WM-Blamage als bittere Realität

Deutschlands Fußball liegt in Trümmern

von Tobias Nordmann

Mit großen Ambitionen startet die deutsche Fußball-Nationalmannschaft in die Katar-WM. Sogar der Titel wird als Ziel laut genannt. Doch die Realität ist gnadenlos frustrierend. Nach 2018 scheitert die deutsche Elf zum zweiten Mal in der Vorrunde. Ein Unfall ist das nicht.
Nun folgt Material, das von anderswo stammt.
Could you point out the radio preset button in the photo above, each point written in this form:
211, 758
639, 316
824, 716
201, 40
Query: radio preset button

Flick macht Schritte - ohne Raumgewinn

Der deutsche Fußball liegt am Boden, er liegt sogar in Trümmern. Wer das anders sieht, verkennt die Realität. Wie schon vor vier Jahren scheitert das DFB-Team in der Vorrunde – und das Erreichen des Achtelfinals bei der EM im vergangenen Jahr geht auch nur bei den kühnsten Optimisten als kleines Zwischenhoch durch. Deutschland ist von der Weltspitze weit entfernt. Und tritt, wenn man ehrlich ist, seit vier Jahren auf der Stelle. Die Schritte, die Hansi Flick mit der Mannschaft als Bundestrainer gegangen ist, waren in Summe keine. Ein schnelles Vor und ein zähes Zurück – ohne Raumgewinn.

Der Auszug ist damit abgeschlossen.